Michael Patrick MacDonald

Michael Patrick McDonald

Michael Patrick MacDonald is the author of the national bestselling memoir All Souls: A Family Story From Southie (Ballantine, October 2000), which won an American Book Award (2000) and a New England Literary Lights Award (2000), as well as The Myers Outstanding Book Award administered by the Myers Center for the Study of Bigotry and Human Rights in North America (Dec. 10, 2000). The book has been optioned for a film and Michael is writing the screenplay for director Ron Shelton.

His new memoir, Easter Rising, has just been published by Houghton Mifflin Company and is a Boston Globe Bestseller. While All Souls dealt with his family struggles in South Boston Old Colony Housing Projects, and the bigger issue of race and class in America, Easter Rising, focuses on his teenage years beyond Southie, years of escaping the Old Colony Housing Project. This book will use storytelling narrative to reveal teen struggles with post-traumatic stress from violence and death, and to address ideas around resiliency and healing in the aftermath of personal, family, and intergenerational or historic trauma.

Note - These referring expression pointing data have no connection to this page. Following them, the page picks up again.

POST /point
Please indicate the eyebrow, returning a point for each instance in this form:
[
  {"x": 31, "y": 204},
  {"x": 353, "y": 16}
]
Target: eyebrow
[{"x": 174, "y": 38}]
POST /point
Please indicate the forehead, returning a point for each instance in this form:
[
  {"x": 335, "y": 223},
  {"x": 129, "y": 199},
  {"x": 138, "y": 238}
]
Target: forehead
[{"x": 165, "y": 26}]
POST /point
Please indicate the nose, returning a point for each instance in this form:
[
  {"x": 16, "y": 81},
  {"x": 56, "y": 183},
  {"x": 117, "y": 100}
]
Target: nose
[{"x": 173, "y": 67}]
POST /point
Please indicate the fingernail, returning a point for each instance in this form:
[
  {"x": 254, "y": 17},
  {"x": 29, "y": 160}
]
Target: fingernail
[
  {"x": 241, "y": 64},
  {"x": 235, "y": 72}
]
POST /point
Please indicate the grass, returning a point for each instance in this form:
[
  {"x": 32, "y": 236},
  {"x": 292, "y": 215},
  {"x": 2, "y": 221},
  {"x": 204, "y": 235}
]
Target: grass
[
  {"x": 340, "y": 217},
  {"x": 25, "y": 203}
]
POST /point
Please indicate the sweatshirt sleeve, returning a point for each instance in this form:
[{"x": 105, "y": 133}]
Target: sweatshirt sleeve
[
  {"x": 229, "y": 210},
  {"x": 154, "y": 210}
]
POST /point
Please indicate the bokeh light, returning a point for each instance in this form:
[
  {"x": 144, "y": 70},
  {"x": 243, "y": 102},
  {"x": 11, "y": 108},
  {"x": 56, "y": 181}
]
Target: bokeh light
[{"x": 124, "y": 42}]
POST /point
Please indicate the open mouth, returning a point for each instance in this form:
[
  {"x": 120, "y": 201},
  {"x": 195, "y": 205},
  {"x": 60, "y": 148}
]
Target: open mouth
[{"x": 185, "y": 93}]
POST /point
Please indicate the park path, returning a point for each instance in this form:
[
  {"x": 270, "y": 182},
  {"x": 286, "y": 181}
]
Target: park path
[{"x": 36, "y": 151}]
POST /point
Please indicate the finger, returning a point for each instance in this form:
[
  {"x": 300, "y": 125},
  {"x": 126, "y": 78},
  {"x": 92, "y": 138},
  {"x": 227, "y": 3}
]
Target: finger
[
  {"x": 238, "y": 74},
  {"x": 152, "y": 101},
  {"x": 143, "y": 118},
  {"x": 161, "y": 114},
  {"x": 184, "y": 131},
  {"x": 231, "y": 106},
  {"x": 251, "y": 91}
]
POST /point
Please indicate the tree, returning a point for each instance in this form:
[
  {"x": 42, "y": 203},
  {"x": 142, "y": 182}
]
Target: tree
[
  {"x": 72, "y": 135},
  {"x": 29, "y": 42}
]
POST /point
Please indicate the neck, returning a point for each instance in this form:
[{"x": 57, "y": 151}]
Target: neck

Michael is a long time Boston activist and writer who, from 1990 through 1998, focused his efforts on cross-cultural coalition building to reduce violence in Boston. He is a cofounder of Boston's successful Gun Buyback program (1993 through 1997) which took 2,900 working firearms off Boston's streets, and is the founder of the South Boston Vigil Group, which functioned to give a voice to that neighborhood's survivors of violence and the drug trade.

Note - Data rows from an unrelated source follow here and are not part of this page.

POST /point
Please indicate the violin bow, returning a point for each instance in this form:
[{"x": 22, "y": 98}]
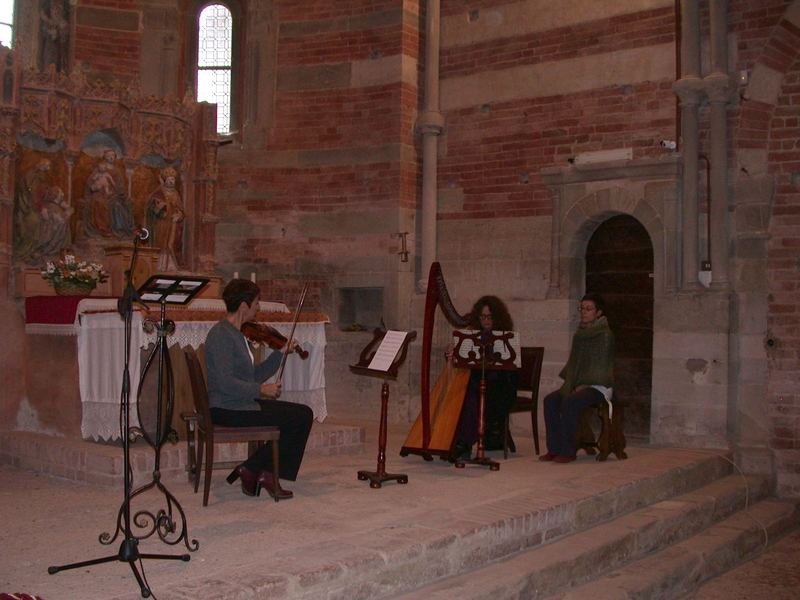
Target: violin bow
[{"x": 291, "y": 333}]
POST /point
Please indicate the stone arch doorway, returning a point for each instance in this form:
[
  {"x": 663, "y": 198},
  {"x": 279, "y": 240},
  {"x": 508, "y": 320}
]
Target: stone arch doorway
[{"x": 619, "y": 266}]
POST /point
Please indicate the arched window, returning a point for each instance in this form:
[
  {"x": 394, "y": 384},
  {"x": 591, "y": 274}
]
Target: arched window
[
  {"x": 6, "y": 23},
  {"x": 215, "y": 61},
  {"x": 215, "y": 58}
]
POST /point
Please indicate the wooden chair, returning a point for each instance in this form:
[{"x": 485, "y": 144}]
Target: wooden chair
[
  {"x": 529, "y": 375},
  {"x": 199, "y": 425},
  {"x": 612, "y": 438}
]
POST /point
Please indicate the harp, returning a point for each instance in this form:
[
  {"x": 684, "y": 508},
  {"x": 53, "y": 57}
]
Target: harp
[{"x": 434, "y": 430}]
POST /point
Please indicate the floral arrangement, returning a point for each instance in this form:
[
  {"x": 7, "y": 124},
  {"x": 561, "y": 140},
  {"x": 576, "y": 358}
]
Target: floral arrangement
[{"x": 68, "y": 271}]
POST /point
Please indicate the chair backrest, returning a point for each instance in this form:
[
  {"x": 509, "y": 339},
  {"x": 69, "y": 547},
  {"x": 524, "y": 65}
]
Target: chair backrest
[
  {"x": 199, "y": 392},
  {"x": 531, "y": 370}
]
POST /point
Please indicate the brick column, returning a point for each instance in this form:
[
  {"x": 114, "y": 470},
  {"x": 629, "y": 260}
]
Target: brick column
[{"x": 430, "y": 124}]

Michael has been awarded an Anne Cox Chambers Fellowship at the The MacDowell Colony (December 2004 through January 2005), a Bellagio Center Fellowship through the Rockefeller Foundation (February 16, 2005 to March 16, 2005), and residencies at Blue Mountain Center (October 2004) and Djerassi Artist Residency Program (June 2005).

He currently lives in Brooklyn New York, and devotes all of his time to writing and public speaking on topics ranging from "Race and Class in America" to "Trauma, Healing, and Social Change.

D. J. Waldie

D.J. WaldieD. J. Waldie is the author of Holy Land: A Suburban Memoir (1996 and 2005), Real City: Downtown Los Angeles Inside/Out (2001), Where We Are Now: Notes from Los Angeles (2004), and Close to Home: An American Album (2004). He is included in the anthologies Home Ground: Language for an American Landscape (2006), My California (2004), and California Uncovered (2004).

Holy Land received the California Book Award for nonfiction in 1996. Selections from Holy Land were included in the Library of America anthology Writing from Los Angeles in 2003. In 2004, Where We Are Now: Notes from Los Angeles was named one of the best books of the year by the Los Angeles Times Book Review.

In 1998, Waldie received a Whiting Writers Award from the Mrs. Giles Whiting Foundation of New York.

His narratives about life in Los Angeles have appeared in BUZZ magazine, the Kenyon Review, the Massachusetts Review, the Georgetown Review, Salon, dwell, Los Angeles Magazine, and other publications. He is a contributing writer at Los Angeles Magazine.

His book reviews and commentary have appeared in the Los Angeles Times and the New York Times.

D. J. Waldie has been the Public Information Officer of the city of Lakewood since 1978. He received an MA in Comparative Literature from UC Irvine in 1974. He lives a not-quite-middle-class life in Lakewood, in the house his parents bought in 1946.